Nous accompagnons également les apprenants sur la compréhension et l’achat de forfait internet. Beaucoup de publics allophones utilisent des cartes prépayées qui leurs sont très coûteuses. Nous leur montrons qu’ils peuvent avoir accès à des forfaits internet à bas prix.

L’association ADAGES, membre du réseau RAPSOL3M, a contribué au chantier « Comment accompagner les publics [ndlr : allophones, apprenant la langue française] sur le numérique ? », notamment en initiant les apprenants à des outils et applications sur tablette pour l’apprentissage de la langue.

« En plus d’être ludiques, ces ateliers ont permis aux participants de prendre confiance en eux et nous avons vu un réel engouement à utiliser les outils numériques ! »

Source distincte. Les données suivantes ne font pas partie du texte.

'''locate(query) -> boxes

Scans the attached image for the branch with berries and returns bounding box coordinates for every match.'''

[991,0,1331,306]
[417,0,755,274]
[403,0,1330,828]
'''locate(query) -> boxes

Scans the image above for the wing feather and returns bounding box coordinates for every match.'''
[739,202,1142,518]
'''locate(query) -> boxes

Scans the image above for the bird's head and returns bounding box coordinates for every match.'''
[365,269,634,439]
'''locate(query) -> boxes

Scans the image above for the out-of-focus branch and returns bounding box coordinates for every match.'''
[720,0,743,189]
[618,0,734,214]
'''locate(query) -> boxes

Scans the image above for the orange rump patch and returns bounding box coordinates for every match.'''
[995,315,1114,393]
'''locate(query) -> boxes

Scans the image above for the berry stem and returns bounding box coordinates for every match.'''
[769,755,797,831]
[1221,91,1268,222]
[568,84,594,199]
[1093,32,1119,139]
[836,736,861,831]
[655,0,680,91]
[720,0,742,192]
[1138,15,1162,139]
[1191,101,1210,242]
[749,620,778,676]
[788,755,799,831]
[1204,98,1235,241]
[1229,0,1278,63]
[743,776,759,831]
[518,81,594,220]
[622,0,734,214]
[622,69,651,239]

L’approche est en effet plus douce que de commencer par une démarche administrative souvent peu attrayante.

Les Bons Clics : Accompagnez-vous vos salariés en difficulté avec le numérique ? Si oui comment ?

Elsa Bonifay : Au sein du Pôle aide et soin à domicile de Gammes, nous nous sommes rendu compte que l’utilisation des boîtes mail (ouvrir un mail, le consulter, répondre…) et des outils numériques de base n’étaient pas maîtrisées par les salariés, ce qui complique les communications dans les équipes.

Ces métiers sont aussi itinérants car l’aide à domicile implique des déplacements dans Montpellier, et donc la capacité à utiliser un GPS est un atout. Une bénévole de l’association est en train de proposer un module d’e-learning sur Google Maps, le GPS et les outils de communication.

Nous utiliserons ce parcours de formation comme support en présentiel lors de l’intégration des salariés qui ont des difficultés avec la langue. L’outil sera donc réalisé avec moins de texte, du vocabulaire simplifié et une possibilité de suivre la formation en audio. Cette bénévole est une professionnelle dans ce domaine, ce module est très attendu par les équipes !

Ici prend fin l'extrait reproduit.